His world went white—violent, searing white. His sight vanished, burned out by that familiar brilliance.
"Tch—!"
He hissed between teeth, head jerking instinctively to the side, blade rising to guard even though he couldn't see. For a split second his balance faltered. The rush of power he'd built bled into wasted air. His body lagged behind his intent.
And in that flicker of blindness—Hyung-woo was gone.
When Wolf's vision began to clear, all he saw were shadows scattering and the faint shimmer of motion ahead. His ears caught it before his eyes did—footsteps. Not one, not ten—hundreds. The synchronized rhythm of armor and earth trembling under weight.

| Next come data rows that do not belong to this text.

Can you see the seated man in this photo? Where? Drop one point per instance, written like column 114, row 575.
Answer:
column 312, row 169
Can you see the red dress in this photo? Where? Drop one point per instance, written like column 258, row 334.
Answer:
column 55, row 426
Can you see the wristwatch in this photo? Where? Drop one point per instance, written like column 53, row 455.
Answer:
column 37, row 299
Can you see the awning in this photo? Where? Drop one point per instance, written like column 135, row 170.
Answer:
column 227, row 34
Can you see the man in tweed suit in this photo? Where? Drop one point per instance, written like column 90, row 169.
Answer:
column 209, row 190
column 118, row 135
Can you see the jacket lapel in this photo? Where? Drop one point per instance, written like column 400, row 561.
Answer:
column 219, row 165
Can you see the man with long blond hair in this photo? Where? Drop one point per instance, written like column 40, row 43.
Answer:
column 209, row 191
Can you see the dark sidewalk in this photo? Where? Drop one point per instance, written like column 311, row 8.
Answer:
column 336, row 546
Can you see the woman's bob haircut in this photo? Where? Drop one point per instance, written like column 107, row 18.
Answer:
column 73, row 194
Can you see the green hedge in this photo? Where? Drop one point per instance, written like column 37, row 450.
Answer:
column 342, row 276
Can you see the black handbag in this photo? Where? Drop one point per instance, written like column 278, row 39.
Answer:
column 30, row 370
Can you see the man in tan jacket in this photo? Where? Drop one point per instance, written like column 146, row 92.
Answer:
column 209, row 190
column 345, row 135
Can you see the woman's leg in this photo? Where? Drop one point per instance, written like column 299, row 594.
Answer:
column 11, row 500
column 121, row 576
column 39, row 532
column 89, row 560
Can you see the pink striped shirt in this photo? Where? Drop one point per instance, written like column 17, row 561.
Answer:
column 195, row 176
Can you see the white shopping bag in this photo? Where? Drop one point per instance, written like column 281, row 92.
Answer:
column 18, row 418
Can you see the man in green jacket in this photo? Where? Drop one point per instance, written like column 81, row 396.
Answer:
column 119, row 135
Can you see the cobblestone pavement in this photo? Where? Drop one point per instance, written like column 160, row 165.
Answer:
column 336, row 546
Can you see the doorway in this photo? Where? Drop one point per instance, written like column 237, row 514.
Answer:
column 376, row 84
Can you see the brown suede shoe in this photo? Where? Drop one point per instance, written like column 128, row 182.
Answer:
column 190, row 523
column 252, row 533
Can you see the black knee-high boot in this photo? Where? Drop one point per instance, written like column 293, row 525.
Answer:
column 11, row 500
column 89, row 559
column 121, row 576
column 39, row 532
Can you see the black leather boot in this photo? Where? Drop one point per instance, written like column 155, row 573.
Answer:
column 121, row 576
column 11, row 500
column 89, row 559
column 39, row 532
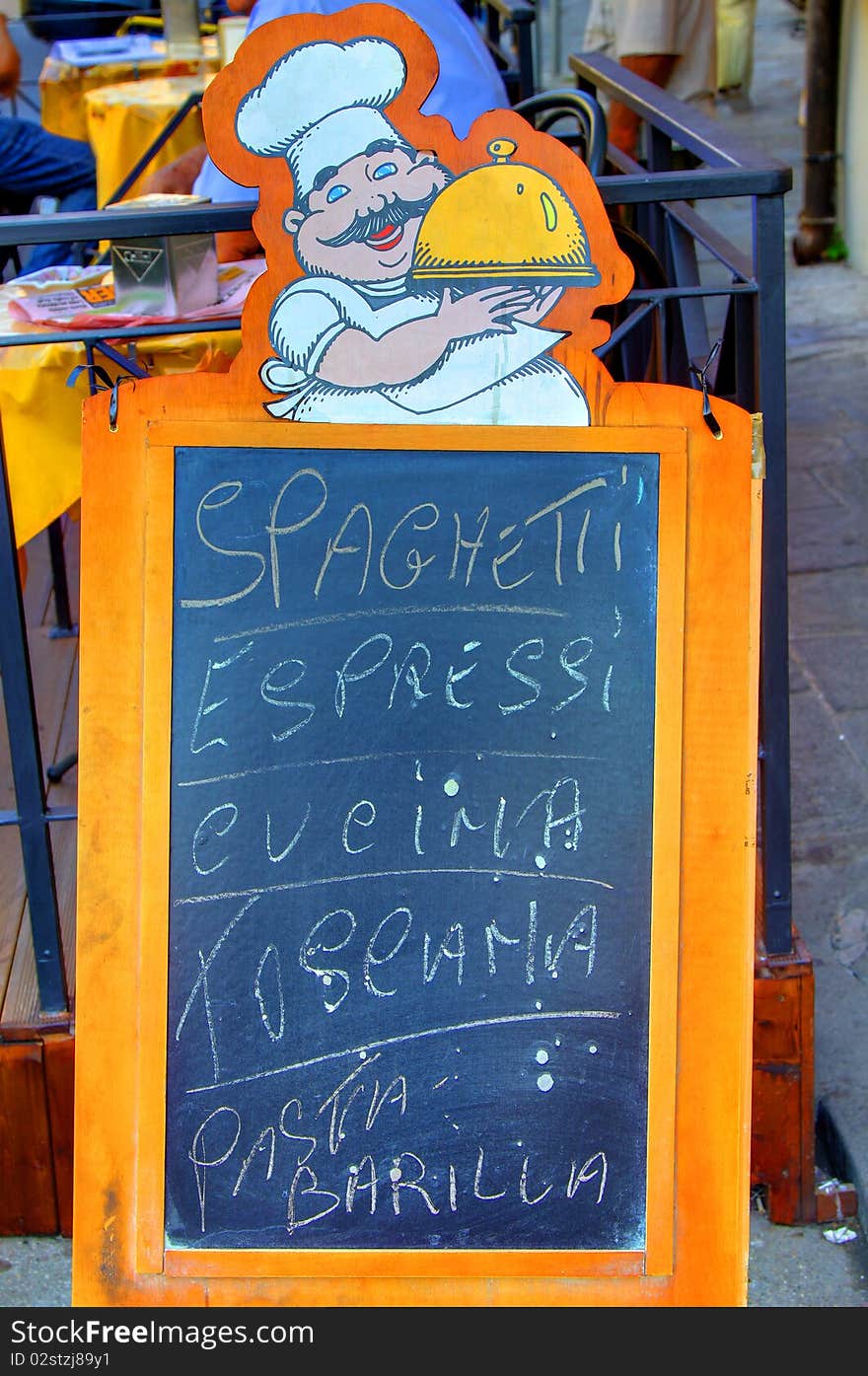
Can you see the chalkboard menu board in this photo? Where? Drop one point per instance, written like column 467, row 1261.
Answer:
column 411, row 769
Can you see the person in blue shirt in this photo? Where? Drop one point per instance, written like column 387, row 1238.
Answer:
column 470, row 84
column 36, row 163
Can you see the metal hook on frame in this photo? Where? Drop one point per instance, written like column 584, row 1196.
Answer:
column 701, row 373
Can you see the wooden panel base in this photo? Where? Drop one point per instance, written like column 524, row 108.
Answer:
column 783, row 1086
column 36, row 1141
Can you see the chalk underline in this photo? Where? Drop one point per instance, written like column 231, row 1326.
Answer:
column 391, row 612
column 382, row 755
column 384, row 874
column 407, row 1037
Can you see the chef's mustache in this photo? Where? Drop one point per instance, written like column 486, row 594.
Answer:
column 397, row 212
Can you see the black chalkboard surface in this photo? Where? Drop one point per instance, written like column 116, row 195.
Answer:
column 413, row 706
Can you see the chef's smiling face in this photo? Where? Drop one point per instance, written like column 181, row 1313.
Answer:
column 362, row 219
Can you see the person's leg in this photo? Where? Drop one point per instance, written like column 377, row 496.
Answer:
column 623, row 122
column 36, row 163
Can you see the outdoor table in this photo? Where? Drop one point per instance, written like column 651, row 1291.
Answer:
column 124, row 120
column 41, row 414
column 63, row 86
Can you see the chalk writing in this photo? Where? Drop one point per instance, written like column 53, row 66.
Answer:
column 410, row 843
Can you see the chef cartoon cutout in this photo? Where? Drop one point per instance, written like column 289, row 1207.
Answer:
column 424, row 284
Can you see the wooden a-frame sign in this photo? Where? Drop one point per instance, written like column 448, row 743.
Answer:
column 418, row 737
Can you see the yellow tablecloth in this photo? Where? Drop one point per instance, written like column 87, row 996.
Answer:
column 63, row 87
column 41, row 415
column 122, row 120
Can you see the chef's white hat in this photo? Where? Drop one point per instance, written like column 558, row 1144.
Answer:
column 321, row 105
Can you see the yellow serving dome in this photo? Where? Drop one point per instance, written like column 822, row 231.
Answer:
column 504, row 222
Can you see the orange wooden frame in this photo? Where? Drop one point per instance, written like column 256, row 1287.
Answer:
column 701, row 891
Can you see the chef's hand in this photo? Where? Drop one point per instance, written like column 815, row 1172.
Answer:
column 485, row 311
column 543, row 300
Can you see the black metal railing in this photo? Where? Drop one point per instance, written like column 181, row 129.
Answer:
column 662, row 326
column 750, row 365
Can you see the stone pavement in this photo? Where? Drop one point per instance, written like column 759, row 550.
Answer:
column 827, row 350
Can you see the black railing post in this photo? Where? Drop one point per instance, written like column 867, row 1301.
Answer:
column 27, row 759
column 774, row 672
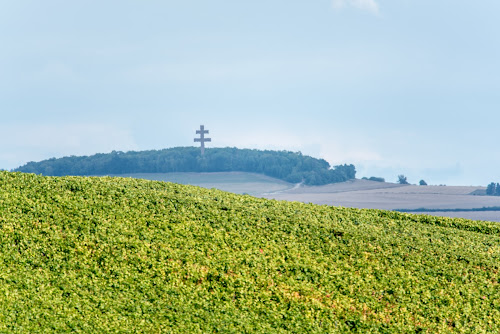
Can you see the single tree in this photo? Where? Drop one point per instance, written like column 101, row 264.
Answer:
column 402, row 179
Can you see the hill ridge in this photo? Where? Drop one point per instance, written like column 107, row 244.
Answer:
column 288, row 166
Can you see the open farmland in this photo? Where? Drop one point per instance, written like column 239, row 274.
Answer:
column 355, row 193
column 389, row 196
column 128, row 255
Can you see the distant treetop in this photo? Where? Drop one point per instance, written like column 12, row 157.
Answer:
column 288, row 166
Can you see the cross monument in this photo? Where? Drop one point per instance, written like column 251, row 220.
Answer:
column 202, row 138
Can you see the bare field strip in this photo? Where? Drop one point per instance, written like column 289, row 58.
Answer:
column 356, row 193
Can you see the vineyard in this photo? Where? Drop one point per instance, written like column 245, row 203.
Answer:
column 89, row 254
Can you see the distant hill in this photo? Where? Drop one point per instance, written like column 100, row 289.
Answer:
column 287, row 166
column 108, row 255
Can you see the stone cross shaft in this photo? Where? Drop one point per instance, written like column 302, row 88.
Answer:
column 202, row 138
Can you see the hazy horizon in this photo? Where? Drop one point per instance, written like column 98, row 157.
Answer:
column 393, row 87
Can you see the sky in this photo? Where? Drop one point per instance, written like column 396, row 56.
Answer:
column 392, row 86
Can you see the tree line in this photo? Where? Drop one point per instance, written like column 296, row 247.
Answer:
column 288, row 166
column 493, row 189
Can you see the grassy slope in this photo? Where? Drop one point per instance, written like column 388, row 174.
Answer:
column 108, row 255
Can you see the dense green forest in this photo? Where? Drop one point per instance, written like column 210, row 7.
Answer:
column 123, row 255
column 284, row 165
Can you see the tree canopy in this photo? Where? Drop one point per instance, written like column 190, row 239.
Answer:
column 288, row 166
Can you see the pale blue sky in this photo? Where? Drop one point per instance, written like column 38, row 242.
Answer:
column 392, row 86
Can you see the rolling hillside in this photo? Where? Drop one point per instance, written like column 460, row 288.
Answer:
column 287, row 166
column 127, row 255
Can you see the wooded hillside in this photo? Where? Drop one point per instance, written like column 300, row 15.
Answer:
column 284, row 165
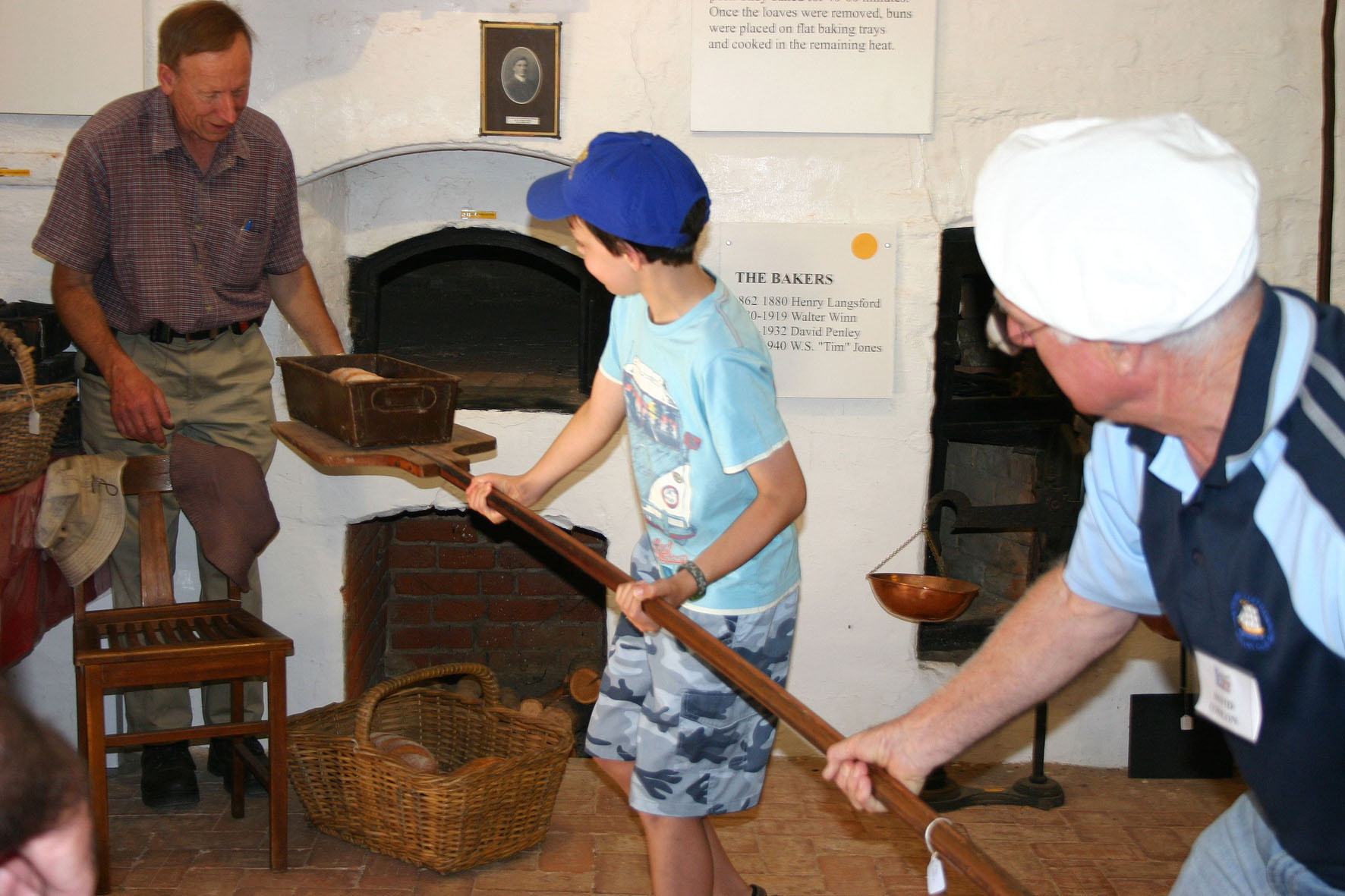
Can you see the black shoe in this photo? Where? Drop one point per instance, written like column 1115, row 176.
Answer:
column 219, row 763
column 169, row 775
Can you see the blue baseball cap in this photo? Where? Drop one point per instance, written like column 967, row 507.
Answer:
column 635, row 186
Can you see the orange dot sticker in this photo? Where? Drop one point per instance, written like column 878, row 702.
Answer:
column 864, row 247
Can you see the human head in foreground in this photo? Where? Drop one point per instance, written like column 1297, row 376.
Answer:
column 1125, row 252
column 1127, row 231
column 635, row 189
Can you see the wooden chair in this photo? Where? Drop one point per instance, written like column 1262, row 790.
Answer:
column 169, row 643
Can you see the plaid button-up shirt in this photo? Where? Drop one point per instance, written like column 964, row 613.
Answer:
column 162, row 240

The air filled with the low thunder of approach.
Wolf barely had time to breathe before he slammed his will into motion.
"Red Tide!" he rasped, not calling it aloud so much as commanding his body.
The world shifted; a thin, dark mist peeled up from the ground and curled around him like an answering tide. It was not the viscous, clotted fog of the first onslaught but the same blood-tinged haze—hot at the edges of his senses, tasting of iron and adrenaline.
The air hummed with the scent of panic; every inhale felt like drawing smoke into his lungs.
He counted in his head with mechanical calm.
Five seconds.
Five seconds of blindness he already knew would come; five seconds that had to be paid for in motion and blood.
He'd buy the time with pain and fury.
Across the field Hyung-woo's voice cut through, steel and command braided together.
"This is our last chance! Kill him! Even the smallest wound will cripple him—strike together!"
The formation answered.
A rolling rumble of shields, the rattle of spears, the scrape of boot leather. Klion's men—steady, disciplined—shifted, closing the gaps Hyung-woo's shout opened.
Wolf could hear Klion bellow, a single gruff order and the testudo tightened like a living thing, ready to stamp out one man.
Hyung-woo led the charge himself—forward with the point of his sword like a living arrow, his soldiers pressed close, shields interlocked, faces set in white masks of resolve.
Every step they took was a calculation to land the smallest wound that would cascade into his advantage.
Wolf's eyes went red in the fog; pupils pinpricks of lantern flame.
He read the rhythm—shield lift, spear step, the micro-breath before the drive.
Suddenly, a smile bloomed on his face.
It wasn't a crooked smirk, but a wide, gleeful, inhuman grin.
He began to laugh quietly under his breath—a soft "Hngh-hngh" that evolved into a laugh that shook from the depths of his wounded chest.
"Hah... Hahaha!"
The laughter was sharp, violent, almost fracturing. It rose above the clash of shields and the roar of the klion's men.
A frantic amusement surged like a crescendo in the soundtrack to the impending massacre.
He stretched the arm holding his saber forward, dragging the blade's tip across the blood-soaked mud at his feet, as if drawing a final line.
He lifted his head, crimson eyes blazing through the fog, and bellowed with a raw voice, bright like molten iron. The laughter echoed across the entire Field of Blood, a hallmark of the maddest glee in the heart of death.
"Come then! Let's see how beautifully the final trembling lump of flesh will dance! Hahahaha-hahaha!"